En su fascinante libro “Santa Bárbara de las Cabezas, la gran hacienda del Caribe colombiano 1742 – 1942”, Adolfo Meisel hace una profunda indagación en la economía, la sociedad y la cultura de nuestra región a partir del estudio de esta finca que llegó a tener 76.000 hectáreas.

Desde niño escuché decir que las tres grandes haciendas del Magdalena Grande fueron Leandro, Bellacruz y Santa Bárbara de las Cabezas (había una cuarta, Mata de Indio, pero luego supe que hacía parte de esta última). Leandro quedaba en buena parte de los terrenos sobre los cuales, a partir de 1958, se levantó Bosconia.
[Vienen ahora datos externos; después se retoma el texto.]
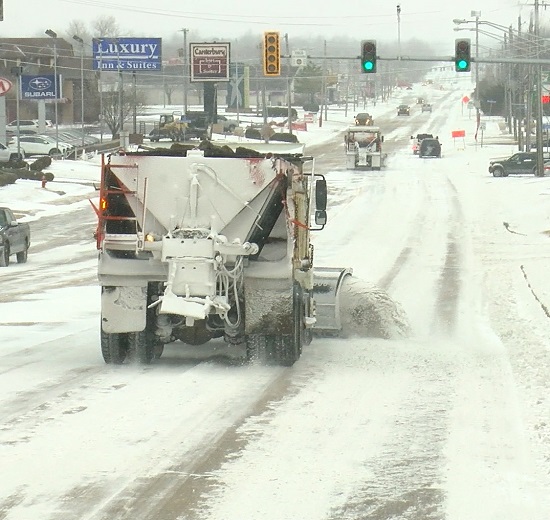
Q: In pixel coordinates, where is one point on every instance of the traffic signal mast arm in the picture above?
(451, 59)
De ella también hacían parte, entre otras propiedades, Los venados y El diluvio, hoy de la familia Molina Carvajal. Su propietario era don Urbano Pumarejo, un hombre alrededor del cual se han tejido curiosas leyendas. Se dice, por ejemplo, que su cuerpo fue conservado con limones luego de su muerte en El Paso. Años después, cuando se quiso trasladar sus restos a Leandro, se encontró su cuerpo intacto, sin descomponerse, y con una polilla en la nariz. Corrió el rumor entonces de que, por su ilustre apellido, se había vuelto santo. Al revisarlo, al parecer, los huesos de las manos estaban incompletos. El hombre que lo desenterró, Santos Villalobos, fue acusado y apresado, hasta que se descubrió que don Urbano había nacido sin las últimas falanges. La fortuna original de don Urbano, producto de la ganadería de Leandro, no ha dejado de crecer en manos de los descendientes de Julio Mario Santo Domingo Pumarejo. Esto sin contar que don Urbano fue también tronco de unas de las castas políticas más importantes de Colombia: la de López Pumarejo. Su casa sigue en pie en una de las esquinas de la plaza Alfonso López.
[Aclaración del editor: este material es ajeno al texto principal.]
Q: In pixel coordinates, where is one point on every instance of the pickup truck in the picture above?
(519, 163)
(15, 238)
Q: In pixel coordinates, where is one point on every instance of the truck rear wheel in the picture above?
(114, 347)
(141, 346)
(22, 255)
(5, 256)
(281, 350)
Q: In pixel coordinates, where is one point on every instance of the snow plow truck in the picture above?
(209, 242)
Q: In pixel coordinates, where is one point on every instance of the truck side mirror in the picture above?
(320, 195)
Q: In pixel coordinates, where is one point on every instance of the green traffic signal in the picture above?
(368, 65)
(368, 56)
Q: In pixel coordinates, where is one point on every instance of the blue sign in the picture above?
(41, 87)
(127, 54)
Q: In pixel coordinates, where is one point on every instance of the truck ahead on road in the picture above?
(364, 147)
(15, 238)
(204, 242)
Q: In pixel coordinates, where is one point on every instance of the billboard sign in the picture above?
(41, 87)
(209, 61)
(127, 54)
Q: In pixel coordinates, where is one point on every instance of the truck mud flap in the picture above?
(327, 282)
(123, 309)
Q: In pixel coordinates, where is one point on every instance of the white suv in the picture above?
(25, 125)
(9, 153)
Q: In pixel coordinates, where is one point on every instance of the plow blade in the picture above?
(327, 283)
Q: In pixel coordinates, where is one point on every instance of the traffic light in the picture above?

La historia de Bellacruz es más reciente, apenas del siglo pasado. Su propietario, el caldense Alberto Marulanda Grillo, llegó a la región como enfermero de la hacienda Leandro y allí se enriqueció. Cómo lo logró es una historia tan truculenta como fascinante, pero no es este el espacio para contarla. Ya con dinero, Marulanda se hizo policía y se fue a trabajar a Buenaventura. Unos cuantos años después regresó a la región y compró unas cien hectáreas de tierra de la finca en cuestión. En 1950 ya las había convertido en una hacienda que, según Verdad Abierta, “llegó a sumar 25.000 hectáreas, entre los municipios de Gamarra, Pelaya, Tamalameque y La Gloria”, este último pueblo bautizado en homenaje a una de sus dos hijas. La fortuna siguió su curso exitoso en manos del nieto del señor Marulanda, el reconocido medallista olímpico y empresario español kike Sarasola –hijo de María Cecilia Marulanda y Enrique Sarasola, amigo cercano de Felipe González–, propietario actualmente de la cadena hotelera internacional Room Mate, la misma a la que él acaba de levantar de una quiebra de más de doscientos millones de euros. 
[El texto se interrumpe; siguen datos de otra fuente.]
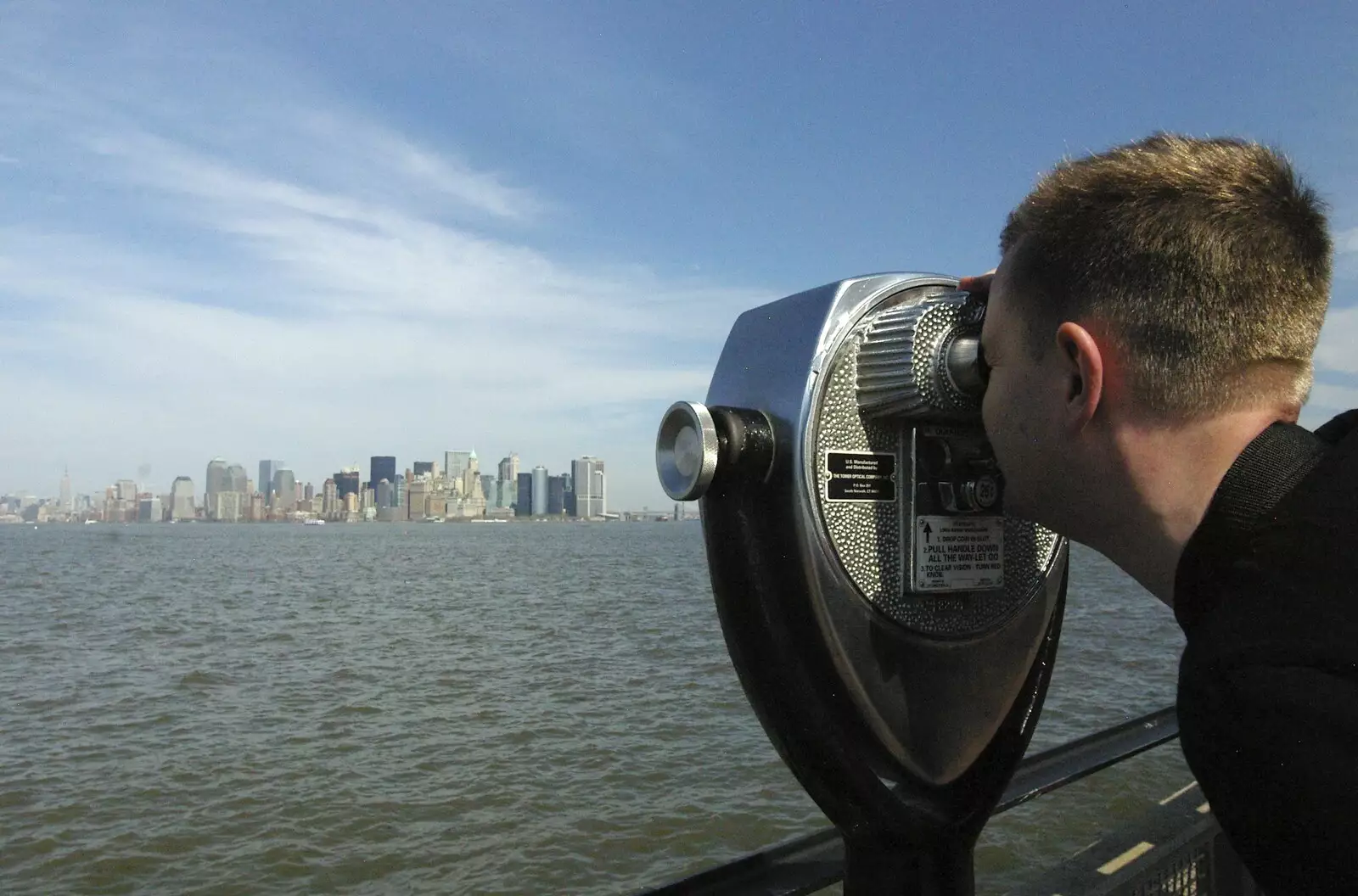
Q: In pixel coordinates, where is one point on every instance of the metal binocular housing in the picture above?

La historia de estas dos haciendas no está escrita. En cambio, sobre la tercera arriba mencionada el economista, historiador y actual rector de la Universidad del Norte, Adolfo Meisel, acaba de publicar una muy metódica e impresionante investigación bajo el nombre Santa Bárbara de las Cabezas, la gran hacienda del Caribe colombiano 1742 – 1942. 

Se trata de un trabajo que el exmiembro de la Junta Directiva del Banco de la Repúblico comenzó a adelantar hace más de una década gracias a su interés por el desarrollo económico de la región. La pandemia le regaló un espacio valioso para poder dedicarse, casi de lleno, a diseccionar la importancia que, en su momento, tuvo esta hacienda cuyo origen está emparentado con las más aristocráticas familias de la villa de Mompox.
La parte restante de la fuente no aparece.